In a few years time, where I am standing now will be over-shadowed by the bed of the proposed HS2 'Edgcote Viaduct'. This is an ancient site, where the old Portway track from the Thames Valley to the East Midlands crosses a narrow point in the Cherwell Valley.
I've walked from Chipping Warden, around the edge of Edgcote, here to Trafford Bridge. I'll follow the ancient Portway south from here cross-country. Whichever way you go, this is an excellent sport to take a break, perched on the rough railings next to the river bank.
It is so quiet here.
Even though it's just after noon on a weekday, there's little traffic other than a few passing delivery vans.

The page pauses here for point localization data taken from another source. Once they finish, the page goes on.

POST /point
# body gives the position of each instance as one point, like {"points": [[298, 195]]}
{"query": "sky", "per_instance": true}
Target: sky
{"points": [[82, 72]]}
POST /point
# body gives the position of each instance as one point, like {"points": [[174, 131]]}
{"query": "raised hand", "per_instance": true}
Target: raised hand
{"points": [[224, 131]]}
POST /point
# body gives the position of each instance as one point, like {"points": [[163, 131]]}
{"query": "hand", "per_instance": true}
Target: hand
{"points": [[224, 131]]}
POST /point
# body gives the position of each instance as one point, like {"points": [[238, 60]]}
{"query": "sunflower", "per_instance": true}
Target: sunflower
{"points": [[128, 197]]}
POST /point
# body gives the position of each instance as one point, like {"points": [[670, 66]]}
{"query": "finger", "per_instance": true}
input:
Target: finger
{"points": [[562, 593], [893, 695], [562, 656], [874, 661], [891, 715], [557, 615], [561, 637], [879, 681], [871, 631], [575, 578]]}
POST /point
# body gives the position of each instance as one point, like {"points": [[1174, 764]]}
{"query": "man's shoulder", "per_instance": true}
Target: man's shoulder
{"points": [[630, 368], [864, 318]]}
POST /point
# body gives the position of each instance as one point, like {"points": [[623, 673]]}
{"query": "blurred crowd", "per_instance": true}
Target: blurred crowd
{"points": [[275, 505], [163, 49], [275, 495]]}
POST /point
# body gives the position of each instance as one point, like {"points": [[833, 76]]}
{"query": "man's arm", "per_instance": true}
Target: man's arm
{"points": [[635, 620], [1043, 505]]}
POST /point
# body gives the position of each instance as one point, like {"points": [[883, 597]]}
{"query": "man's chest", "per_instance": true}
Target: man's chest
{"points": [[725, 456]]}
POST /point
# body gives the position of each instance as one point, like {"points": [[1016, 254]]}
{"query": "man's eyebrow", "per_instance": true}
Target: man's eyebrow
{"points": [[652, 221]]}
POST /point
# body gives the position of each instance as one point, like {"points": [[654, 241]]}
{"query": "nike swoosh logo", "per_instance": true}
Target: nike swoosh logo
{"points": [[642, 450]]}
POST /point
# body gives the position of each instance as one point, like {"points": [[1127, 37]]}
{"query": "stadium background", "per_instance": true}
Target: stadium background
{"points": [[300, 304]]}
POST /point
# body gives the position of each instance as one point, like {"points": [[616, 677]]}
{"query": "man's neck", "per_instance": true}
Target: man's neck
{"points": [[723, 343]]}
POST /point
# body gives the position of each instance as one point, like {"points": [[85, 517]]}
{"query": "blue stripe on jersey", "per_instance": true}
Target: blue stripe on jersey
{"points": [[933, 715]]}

Quiet, that is, except the birds – from the calling of buzzards and crows, to the hammering of a woodpecker on a nearby tree.
Today the River Cherwell is swollen by the meltwater from the recent snow, it's colour a turgid brown from the sediment washed from the fields. In Summer the ground all around is a thicket of vegetation, with a myriad of insects buzzing around. And in the clearer, shallower water of Summer, you can see fish and aquatic insects.
Trafford Bridge itself is an 18th Century structure, which replaced the earlier Medieval structure. The crossing point, a pinch between two fingers of raised ground, that has likely been used since the settlement of the area in the Bonze Age.
Now there is to be a new crossing; in the sky above.